The Co-operative Group has today announced plans to create 3,000 jobs in the legal sector over the next five years as it laid out its ambitions to create the largest consumer law business in the country.
The Co-op – which received its alternative business structure licence in March – has confirmed that it will extend its current trial of legal services and funeral planning services through 30 branches of The Co-operative Bank and Britannia to encompass all 330 high street branches.
Around 90% of the new jobs will be fee-earner roles and it said legal apprenticeships and opportunities for study leave will form an important part of the recruitment drive. Co-operative Legal Services (CLS) is already one of the largest employers of chartered legal executives in the country.
Group chief executive Peter Marks said that CLS, which currently operates out of Bristol employing around 450 people, would open five regional hubs across England and Wales over the next five years.
This is in addition to the new family law operation which will launch in London later this year.
Mr Marks said: “We already have a first-class reputation for delivering professional services. We see the law as yet another area where a Co-operative solution can be successfully applied for the customer’s benefit. Over the next five years we want to fundamentally change the face of legal services and make access far easier – today’s announcement underlines that ambition.”
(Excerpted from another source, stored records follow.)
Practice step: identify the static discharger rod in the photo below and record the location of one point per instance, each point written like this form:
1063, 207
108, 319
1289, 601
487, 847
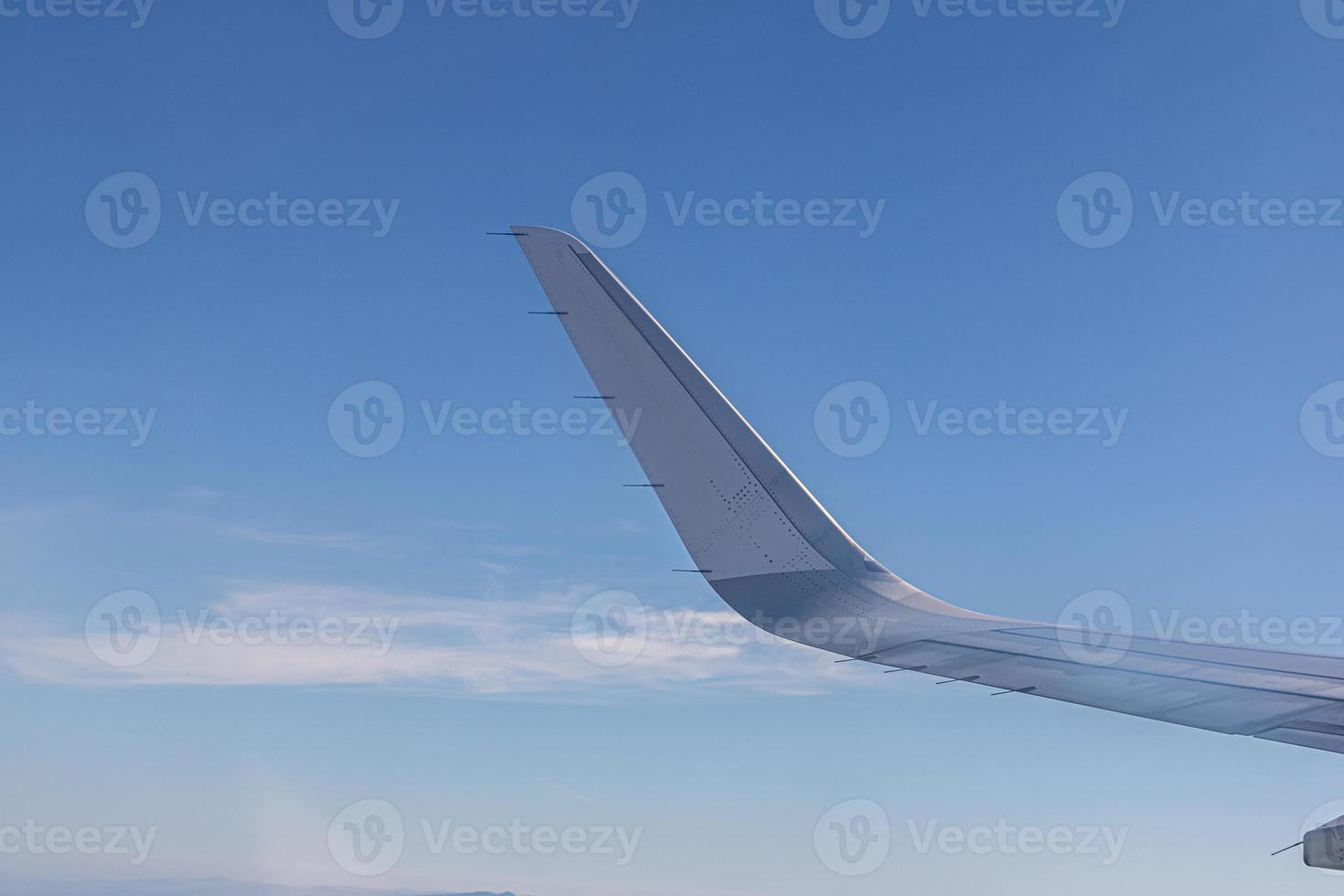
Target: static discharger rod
952, 681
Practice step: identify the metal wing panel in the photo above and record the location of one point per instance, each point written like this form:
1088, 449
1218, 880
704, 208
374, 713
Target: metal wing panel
773, 552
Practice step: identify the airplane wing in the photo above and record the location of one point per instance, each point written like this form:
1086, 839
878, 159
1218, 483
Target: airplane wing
769, 549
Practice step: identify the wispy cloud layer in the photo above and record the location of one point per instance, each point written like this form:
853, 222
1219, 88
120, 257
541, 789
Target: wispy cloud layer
304, 635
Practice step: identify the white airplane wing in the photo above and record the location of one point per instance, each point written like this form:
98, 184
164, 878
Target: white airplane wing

Mr Marks said CLS’s ambition is to provide a service “that will stop people feeling daunted by the prospect of having to work with a solicitor”.
He continued: “We believe that the presence of The Co-operative’s trusted brand and values, our UK-wide branch network, first class people and services together with fair and fixed pricing options, will enable customers to find it much easier to access expert legal advice from someone they trust.”
CLS is already among the 100 largest law firms in the country by turnover, although its 2011 results did not specify how much it had increased on the 2010 figure of £24.2m. However, it reported that profits jumped 15% to £4.5m in 2011.